5 things to include in a restaurant mystery shopping report

Mystery shopping a restaurant can be a delicious and fun experience, but if you're report writing skills aren't up to snuff, you could miss out on the meal reimbursement.

Mystery shopping a restaurant can be a delicious and fun experience, but if your report writing skills aren't up to snuff, you could miss out on the meal reimbursement. Clients use these reports to evaluate mystery shoppers' performance. Because your report is so important, you need to make sure you're including the right details.  

Host or hostess's performance
Details in mystery shopping reports are what will get you paid, and the gathering of these details starts the moment you enter the door. What are the host staff members doing when you enter? Are they at their post, helping a customer or on their phones? The client will want to know what exactly the host staff members are doing. When writing your report, be honest and include everything. If the staff members weren't at their post, say where they were and what they were doing. Try to get the names of the employees you interact with before you get seated. If you can't, get their names when you're seated. Some restaurants train their employees to introduce themselves and others do not. Either way, make a mental note to add it to your report.

Cleanliness
Cleanliness is also something you can start assessing the moment you walk in the door. Look at all aspects of the restaurant, including the floors, walls, ceilings, lights, tables, counters, plates and silverware. Pay attention to the cleanliness of the restaurant the entire time you're on the job. 

"The server's answers to your questions will show you how much they know about the menu."

Wait staff's menu knowledge
Make sure to ask questions about the menu when ordering both drinks and food. The server's answers to your questions will show you how much he or she knows about the menu. Also add if the server told you about the restaurants special offerings or the soups and desserts of the day. Most restaurants want their wait staff to know the menu well, so this information will look good in your report. 

Food and drinks
The information about the food and drinks is some of the most important. You want to list how long it took to get your food and drinks, if the food was prepared in the way you ordered it, if the portion was what you expected, if it was the right temperature and how it tasted. When commenting on taste, include whether or not the dish or drink was too salty, too sweet or  imbalanced in any other way. Also mention the presentation of the food. Although you're probably not thinking too much about the price because you're hoping to be reimbursed, including whether or not you thought the food was reasonably priced is always helpful information.

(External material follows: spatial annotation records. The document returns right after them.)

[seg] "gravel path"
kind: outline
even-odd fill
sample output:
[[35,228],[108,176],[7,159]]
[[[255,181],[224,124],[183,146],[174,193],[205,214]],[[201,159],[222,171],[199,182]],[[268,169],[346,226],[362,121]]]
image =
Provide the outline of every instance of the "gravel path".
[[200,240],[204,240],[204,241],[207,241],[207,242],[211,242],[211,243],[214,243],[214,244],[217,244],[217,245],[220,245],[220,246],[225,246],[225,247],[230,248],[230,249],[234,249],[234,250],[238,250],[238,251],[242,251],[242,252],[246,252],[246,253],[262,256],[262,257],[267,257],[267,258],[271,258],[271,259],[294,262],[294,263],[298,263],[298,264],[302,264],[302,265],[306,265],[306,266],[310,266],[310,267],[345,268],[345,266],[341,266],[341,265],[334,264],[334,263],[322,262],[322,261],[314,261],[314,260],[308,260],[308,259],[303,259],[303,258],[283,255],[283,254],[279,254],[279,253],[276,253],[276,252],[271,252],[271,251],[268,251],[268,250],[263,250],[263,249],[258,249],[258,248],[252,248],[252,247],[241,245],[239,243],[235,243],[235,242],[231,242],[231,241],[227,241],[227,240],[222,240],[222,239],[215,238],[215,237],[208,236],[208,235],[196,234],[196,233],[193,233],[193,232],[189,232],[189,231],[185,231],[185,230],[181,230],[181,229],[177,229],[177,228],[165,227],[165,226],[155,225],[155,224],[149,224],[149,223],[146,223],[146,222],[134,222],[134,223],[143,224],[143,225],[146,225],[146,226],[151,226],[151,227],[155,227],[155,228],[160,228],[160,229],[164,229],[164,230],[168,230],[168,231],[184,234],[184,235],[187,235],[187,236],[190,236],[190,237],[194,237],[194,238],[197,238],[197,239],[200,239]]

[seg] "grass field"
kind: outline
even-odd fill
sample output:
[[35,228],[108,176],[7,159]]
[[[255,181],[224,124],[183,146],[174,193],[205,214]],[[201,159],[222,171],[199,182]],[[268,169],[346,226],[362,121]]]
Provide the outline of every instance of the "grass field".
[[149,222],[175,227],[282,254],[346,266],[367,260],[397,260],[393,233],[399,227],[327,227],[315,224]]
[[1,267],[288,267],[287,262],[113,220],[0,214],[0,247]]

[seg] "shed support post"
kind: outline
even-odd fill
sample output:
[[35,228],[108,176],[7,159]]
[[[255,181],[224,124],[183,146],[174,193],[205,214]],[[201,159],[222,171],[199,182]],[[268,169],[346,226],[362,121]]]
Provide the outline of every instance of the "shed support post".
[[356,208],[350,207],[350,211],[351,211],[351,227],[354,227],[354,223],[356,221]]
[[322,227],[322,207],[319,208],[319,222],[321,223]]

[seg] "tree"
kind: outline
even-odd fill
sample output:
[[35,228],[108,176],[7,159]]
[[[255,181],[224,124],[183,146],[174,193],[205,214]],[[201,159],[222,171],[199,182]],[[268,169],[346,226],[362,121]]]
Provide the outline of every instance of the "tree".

Many restaurants will want to know how quickly the plates were cleared from your table. Many restaurants will want to know how quickly the plates were cleared from your table.

Service
Service encompasses many different aspects of the dining experience, including how the wait staff treated you, if the food was brought out at the same time, how often the wait staff checked with your table, how quickly plates were cleared away and more. Try to keep a list going either in your head or on your smartphone. Restaurant service happens quickly, and it can be hard to remember everything later when you're writing the report. Taking notes with your smartphone works great, because to the wait staff it just looks like you're texting. The notes you take on the service you've received can extend all the way to the point when you pay your bill.